Dalam operasi yang mengguncang panggung politik tanah air itu, KPK mengamankan 10 pejabat penyelenggara negara, termasuk Gubernur Riau Abdul Wahid, pada Senin malam, 3 November 2025. Penangkapan tersebut diduga terkait praktik suap dalam proyek infrastruktur dan pengadaan barang di lingkungan Pemerintah Provinsi Riau.
“Ini Bukti KPK Masih Tegak Berdiri”
Abednego Panjaitan menilai, langkah KPK kali ini menjadi sinyal kuat bahwa lembaga antirasuah tersebut masih berkomitmen menjaga integritas penyelenggara negara, meski di tengah tantangan politik dan tekanan kekuasaan.

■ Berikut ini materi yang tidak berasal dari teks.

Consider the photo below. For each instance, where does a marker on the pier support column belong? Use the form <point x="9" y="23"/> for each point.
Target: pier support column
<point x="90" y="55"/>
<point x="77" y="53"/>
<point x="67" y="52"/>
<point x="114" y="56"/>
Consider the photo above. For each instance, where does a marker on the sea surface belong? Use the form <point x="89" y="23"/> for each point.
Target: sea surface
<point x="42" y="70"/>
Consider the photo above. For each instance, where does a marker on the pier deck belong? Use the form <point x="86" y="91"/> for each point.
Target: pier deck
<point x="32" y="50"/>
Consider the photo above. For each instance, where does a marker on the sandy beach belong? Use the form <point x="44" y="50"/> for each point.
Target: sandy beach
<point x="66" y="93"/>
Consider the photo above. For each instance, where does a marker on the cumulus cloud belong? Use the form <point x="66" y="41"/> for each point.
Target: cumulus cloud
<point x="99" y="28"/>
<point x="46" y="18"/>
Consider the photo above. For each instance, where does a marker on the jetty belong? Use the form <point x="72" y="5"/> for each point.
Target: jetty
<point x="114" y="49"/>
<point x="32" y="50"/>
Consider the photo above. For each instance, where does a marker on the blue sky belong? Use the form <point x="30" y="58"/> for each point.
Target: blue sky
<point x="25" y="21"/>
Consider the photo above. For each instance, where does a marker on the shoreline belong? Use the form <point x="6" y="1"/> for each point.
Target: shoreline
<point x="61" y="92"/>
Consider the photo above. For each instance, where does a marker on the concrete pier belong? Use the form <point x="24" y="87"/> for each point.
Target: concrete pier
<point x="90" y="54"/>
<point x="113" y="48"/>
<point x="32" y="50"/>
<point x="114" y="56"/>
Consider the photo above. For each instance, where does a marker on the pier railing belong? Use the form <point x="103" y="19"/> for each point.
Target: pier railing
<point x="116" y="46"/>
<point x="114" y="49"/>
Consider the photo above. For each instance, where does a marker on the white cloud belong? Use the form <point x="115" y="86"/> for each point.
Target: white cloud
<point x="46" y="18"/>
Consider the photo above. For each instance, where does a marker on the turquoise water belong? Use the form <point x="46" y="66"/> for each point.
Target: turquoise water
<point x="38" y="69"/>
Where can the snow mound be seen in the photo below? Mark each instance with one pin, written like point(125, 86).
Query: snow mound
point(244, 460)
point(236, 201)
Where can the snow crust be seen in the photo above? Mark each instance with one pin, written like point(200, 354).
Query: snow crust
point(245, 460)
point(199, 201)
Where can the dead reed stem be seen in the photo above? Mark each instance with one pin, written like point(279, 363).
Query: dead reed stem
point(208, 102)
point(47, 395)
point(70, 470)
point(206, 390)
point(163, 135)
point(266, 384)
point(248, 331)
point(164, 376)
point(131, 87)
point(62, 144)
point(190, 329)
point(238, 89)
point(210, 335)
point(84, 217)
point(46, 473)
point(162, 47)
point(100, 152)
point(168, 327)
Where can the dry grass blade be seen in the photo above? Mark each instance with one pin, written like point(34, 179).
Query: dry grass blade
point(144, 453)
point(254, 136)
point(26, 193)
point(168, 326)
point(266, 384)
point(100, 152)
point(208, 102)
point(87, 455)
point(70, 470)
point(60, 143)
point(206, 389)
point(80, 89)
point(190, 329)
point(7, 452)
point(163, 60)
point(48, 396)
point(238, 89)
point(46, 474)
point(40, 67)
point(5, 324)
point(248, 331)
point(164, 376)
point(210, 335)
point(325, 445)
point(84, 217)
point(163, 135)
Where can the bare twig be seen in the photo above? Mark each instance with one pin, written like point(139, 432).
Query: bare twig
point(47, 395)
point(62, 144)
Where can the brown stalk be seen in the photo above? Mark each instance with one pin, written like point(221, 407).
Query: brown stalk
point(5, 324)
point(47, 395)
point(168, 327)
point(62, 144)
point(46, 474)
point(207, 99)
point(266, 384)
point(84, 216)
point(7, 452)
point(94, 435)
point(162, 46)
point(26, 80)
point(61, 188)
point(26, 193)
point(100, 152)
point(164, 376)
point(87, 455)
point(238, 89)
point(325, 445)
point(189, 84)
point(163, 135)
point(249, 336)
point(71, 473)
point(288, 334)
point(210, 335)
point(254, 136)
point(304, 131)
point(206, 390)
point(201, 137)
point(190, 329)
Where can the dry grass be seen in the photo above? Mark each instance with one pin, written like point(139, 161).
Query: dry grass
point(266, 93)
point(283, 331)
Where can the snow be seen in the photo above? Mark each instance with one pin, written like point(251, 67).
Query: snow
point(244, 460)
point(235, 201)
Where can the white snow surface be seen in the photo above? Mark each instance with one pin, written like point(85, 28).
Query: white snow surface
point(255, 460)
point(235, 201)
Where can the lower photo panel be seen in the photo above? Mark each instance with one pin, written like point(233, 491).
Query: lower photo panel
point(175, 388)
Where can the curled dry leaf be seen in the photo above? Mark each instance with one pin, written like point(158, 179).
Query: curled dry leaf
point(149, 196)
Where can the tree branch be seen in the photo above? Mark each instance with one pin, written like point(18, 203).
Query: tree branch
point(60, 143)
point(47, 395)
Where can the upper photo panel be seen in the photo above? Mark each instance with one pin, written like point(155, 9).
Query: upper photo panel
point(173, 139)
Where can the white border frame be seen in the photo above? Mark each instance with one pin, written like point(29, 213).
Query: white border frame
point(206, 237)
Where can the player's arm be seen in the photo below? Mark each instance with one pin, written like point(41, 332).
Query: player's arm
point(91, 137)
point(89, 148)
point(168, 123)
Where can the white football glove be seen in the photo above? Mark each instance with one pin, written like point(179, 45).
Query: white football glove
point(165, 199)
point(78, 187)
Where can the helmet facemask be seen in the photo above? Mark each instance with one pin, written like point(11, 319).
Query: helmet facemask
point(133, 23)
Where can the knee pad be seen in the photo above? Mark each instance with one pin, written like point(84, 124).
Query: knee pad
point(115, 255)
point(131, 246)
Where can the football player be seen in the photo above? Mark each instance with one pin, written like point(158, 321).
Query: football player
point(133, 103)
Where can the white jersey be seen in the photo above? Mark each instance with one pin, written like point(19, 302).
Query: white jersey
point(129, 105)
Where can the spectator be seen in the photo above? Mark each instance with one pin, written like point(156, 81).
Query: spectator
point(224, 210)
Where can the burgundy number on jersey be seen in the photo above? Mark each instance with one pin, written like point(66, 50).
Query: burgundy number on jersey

“Kami memberikan apresiasi penuh kepada KPK. OTT terhadap Gubernur Riau menunjukkan bahwa KPK masih tegak berdiri di atas hukum dan nurani rakyat. Ini bukti nyata bahwa semangat pemberantasan korupsi belum padam,” tegas Abednego dalam keterangan tertulis kepada Gakorpan News, Selasa 4/11/2025.
Ia menambahkan, OTT tersebut juga menjadi peringatan keras bagi kepala daerah dan birokrat di seluruh Indonesia agar tidak bermain-main dengan anggaran publik.
“Rakyat sudah lelah menjadi korban korupsi. Setiap rupiah yang dikorupsi berarti mengkhianati kesejahteraan masyarakat. Karena itu, GAKORPAN mendukung penuh langkah KPK untuk terus bersih-bersih tanpa pandang bulu,” ujarnya.